Scaling for Production
Scaling for Production
Handle millions of vectors with clustering, replication, and memory optimization.
Memory Estimation
Plan your infrastructure based on vector count and dimensions:
| Vectors | Dimensions | ~Memory (HNSW) |
|---|---|---|
| 100K | 1536 | ~1 GB |
| 1M | 1536 | ~10 GB |
| 10M | 1536 | ~100 GB |
| 100M | 1536 | ~1 TB (cluster) |
Formula: vectors × dimensions × 4 bytes × 1.5 (HNSW overhead)
Cluster Mode
Distribute data across multiple nodes for horizontal scaling:
# Docker Compose for 3-node cluster
version: '3.8'
services:
valkey-1:
image: valkey/valkey-bundle:latest
command: valkey-server --cluster-enabled yes --cluster-node-timeout 5000
ports:
- "7001:6379"
valkey-2:
image: valkey/valkey-bundle:latest
command: valkey-server --cluster-enabled yes --cluster-node-timeout 5000
ports:
- "7002:6379"
valkey-3:
image: valkey/valkey-bundle:latest
command: valkey-server --cluster-enabled yes --cluster-node-timeout 5000
ports:
- "7003:6379"
# Create cluster
valkey-cli --cluster create \
127.0.0.1:7001 127.0.0.1:7002 127.0.0.1:7003 \
--cluster-replicas 0
Replication for HA
# valkey.conf for replica
replicaof primary.host 6379
replica-read-only yes
# Connect to replicas for read scaling
primary = valkey.Valkey(host='primary', port=6379)

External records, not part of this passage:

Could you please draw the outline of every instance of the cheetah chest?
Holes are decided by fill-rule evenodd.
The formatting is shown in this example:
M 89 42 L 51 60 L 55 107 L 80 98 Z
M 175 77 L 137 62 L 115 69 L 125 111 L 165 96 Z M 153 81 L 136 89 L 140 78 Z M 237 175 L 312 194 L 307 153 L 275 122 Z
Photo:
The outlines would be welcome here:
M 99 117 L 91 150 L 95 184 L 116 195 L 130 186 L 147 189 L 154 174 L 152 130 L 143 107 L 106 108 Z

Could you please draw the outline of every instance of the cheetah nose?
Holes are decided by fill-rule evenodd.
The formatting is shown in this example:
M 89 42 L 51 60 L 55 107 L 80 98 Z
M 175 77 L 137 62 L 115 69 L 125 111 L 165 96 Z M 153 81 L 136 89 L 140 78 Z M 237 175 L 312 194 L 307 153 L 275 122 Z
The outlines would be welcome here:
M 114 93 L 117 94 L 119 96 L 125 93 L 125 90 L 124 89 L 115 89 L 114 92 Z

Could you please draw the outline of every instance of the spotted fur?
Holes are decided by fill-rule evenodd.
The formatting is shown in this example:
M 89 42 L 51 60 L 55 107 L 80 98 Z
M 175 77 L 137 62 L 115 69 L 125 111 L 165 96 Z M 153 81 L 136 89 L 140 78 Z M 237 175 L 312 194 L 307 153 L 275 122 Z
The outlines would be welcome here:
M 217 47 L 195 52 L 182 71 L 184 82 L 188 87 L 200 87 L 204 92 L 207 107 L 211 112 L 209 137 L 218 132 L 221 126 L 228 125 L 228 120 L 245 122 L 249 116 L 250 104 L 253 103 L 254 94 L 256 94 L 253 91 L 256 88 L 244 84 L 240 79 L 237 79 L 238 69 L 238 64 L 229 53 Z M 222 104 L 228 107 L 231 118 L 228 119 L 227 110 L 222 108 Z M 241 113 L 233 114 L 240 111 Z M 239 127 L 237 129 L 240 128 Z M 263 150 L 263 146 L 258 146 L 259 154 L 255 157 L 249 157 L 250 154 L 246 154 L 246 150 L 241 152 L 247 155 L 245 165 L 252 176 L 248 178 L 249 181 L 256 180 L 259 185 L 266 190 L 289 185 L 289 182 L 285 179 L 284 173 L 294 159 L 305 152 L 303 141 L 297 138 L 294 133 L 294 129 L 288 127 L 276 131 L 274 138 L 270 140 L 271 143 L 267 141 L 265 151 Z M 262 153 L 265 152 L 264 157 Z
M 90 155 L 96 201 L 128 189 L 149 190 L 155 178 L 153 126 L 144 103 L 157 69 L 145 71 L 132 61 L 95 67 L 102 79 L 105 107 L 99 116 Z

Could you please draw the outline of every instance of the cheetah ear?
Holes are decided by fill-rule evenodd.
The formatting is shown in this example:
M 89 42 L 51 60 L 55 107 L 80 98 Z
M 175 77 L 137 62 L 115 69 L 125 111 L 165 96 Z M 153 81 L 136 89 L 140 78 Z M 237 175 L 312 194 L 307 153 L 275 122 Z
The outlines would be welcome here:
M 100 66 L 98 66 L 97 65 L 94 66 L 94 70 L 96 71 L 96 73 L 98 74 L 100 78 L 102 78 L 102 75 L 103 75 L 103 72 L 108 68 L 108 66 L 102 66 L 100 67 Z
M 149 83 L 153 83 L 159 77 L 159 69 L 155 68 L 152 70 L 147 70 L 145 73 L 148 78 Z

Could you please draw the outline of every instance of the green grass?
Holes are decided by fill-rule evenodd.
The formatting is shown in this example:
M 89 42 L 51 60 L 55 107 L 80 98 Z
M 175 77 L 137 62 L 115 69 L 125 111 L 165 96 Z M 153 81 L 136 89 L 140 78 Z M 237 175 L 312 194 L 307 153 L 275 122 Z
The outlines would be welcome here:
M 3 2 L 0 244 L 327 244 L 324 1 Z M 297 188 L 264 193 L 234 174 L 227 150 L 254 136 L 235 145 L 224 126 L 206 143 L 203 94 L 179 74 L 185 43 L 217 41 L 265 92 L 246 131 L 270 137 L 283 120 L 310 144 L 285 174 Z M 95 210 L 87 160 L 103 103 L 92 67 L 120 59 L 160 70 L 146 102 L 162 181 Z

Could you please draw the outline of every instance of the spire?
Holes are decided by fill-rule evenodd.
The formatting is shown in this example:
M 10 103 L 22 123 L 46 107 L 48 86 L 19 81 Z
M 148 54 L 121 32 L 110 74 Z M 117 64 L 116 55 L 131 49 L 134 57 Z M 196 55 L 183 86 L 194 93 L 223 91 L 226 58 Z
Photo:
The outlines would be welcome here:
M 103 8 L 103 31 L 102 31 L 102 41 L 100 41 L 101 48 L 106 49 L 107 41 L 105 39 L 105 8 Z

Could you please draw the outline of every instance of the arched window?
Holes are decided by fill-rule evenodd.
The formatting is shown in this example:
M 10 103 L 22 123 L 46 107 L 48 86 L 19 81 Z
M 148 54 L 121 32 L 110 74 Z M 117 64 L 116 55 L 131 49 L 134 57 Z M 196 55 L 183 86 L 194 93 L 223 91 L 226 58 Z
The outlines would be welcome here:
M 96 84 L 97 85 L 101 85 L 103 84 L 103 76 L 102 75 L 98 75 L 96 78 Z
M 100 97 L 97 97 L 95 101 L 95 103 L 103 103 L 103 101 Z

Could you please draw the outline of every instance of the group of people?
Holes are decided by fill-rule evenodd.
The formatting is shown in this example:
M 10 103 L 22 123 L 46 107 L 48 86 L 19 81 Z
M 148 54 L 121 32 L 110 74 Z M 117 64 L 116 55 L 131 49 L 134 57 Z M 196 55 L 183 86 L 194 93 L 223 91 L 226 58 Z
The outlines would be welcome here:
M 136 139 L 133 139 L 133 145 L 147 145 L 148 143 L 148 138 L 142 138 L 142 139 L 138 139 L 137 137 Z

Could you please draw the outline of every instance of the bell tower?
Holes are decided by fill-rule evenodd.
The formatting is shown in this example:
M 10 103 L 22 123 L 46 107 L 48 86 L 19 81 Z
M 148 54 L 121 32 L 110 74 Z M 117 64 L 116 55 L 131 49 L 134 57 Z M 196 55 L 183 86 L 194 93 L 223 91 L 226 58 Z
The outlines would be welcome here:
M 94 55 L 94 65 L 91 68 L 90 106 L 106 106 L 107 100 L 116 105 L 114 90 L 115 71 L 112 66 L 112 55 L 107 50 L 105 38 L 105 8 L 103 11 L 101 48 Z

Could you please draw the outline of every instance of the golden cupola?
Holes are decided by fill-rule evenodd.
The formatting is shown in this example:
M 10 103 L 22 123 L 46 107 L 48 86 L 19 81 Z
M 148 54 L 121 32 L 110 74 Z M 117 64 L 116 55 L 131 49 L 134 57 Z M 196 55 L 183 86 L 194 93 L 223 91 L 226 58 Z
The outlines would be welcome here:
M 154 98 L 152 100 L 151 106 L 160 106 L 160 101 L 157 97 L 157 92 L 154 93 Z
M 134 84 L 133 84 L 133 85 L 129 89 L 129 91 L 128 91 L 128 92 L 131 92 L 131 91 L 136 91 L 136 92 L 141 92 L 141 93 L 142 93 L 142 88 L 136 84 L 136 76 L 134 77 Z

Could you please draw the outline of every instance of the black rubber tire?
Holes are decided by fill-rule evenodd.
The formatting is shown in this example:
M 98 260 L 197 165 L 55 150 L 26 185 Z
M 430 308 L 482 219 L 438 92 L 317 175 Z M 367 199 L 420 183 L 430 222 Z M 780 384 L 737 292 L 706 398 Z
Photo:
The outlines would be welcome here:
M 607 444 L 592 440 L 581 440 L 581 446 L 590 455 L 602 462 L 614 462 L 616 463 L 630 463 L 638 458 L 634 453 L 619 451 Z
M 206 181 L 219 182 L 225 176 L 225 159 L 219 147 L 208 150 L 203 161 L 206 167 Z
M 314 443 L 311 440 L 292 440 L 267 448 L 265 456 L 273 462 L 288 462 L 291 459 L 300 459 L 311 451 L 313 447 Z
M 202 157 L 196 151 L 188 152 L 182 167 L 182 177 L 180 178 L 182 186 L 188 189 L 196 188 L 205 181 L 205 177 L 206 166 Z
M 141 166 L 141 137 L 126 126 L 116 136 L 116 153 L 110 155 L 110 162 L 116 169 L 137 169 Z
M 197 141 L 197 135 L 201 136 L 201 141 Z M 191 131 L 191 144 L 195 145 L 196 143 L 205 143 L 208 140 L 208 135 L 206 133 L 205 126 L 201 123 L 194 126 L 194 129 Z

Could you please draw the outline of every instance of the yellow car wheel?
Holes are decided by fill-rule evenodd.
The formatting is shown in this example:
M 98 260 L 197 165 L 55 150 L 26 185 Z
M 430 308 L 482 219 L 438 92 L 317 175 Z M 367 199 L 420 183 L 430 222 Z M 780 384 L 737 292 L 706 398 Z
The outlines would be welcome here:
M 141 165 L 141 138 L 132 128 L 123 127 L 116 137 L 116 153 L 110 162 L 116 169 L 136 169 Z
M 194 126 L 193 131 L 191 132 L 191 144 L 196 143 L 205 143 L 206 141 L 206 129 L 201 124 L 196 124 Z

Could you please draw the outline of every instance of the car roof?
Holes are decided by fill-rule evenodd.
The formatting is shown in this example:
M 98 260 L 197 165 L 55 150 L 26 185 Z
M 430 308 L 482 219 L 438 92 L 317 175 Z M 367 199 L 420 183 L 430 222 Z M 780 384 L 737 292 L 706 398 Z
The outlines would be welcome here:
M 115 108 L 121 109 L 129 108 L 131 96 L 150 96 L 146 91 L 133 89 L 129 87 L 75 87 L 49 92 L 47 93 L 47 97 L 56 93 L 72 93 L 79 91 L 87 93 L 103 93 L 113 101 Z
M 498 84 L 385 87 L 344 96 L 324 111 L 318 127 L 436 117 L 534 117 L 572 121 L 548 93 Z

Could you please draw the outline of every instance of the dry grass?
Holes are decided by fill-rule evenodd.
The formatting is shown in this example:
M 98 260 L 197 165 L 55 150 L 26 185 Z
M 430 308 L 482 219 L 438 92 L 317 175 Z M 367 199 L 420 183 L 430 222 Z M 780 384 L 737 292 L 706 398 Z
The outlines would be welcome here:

replica = valkey.Valkey(host='replica', port=6379)
# Write to primary, read from replicas
primary.hset(key, mapping=data)
results = replica.ft('idx').search(query)
Memory Optimization
# valkey.conf optimizations
maxmemory 8gb
maxmemory-policy volatile-lru
# Use FLOAT16 for 50% memory savings (slight accuracy loss)
FT.CREATE idx ON HASH PREFIX 1 "doc:"
SCHEMA
embedding VECTOR HNSW 6
TYPE FLOAT16 # Instead of FLOAT32
DIM 1536
DISTANCE_METRIC COSINE
# Enable compression for hash values
hash-max-ziplist-entries 512
hash-max-ziplist-value 64
Connection Pooling
# Use connection pools in production
pool = valkey.ConnectionPool(
host='localhost',
port=6379,
max_connections=50,
decode_responses=False
)
client = valkey.Valkey(connection_pool=pool)
# Or use async with connection pool
pool = valkey.asyncio.ConnectionPool.from_url(
"redis://localhost:6379",
max_connections=50
)
AWS ElastiCache / MemoryDB
# Connect to ElastiCache cluster
client = valkey.Valkey(
host='my-cluster.cache.amazonaws.com',
port=6379,
ssl=True,
ssl_cert_reqs='required'
)
# For cluster mode
from redis.cluster import RedisCluster
cluster = RedisCluster(
host='my-cluster.cache.amazonaws.com',
port=6379,
ssl=True
)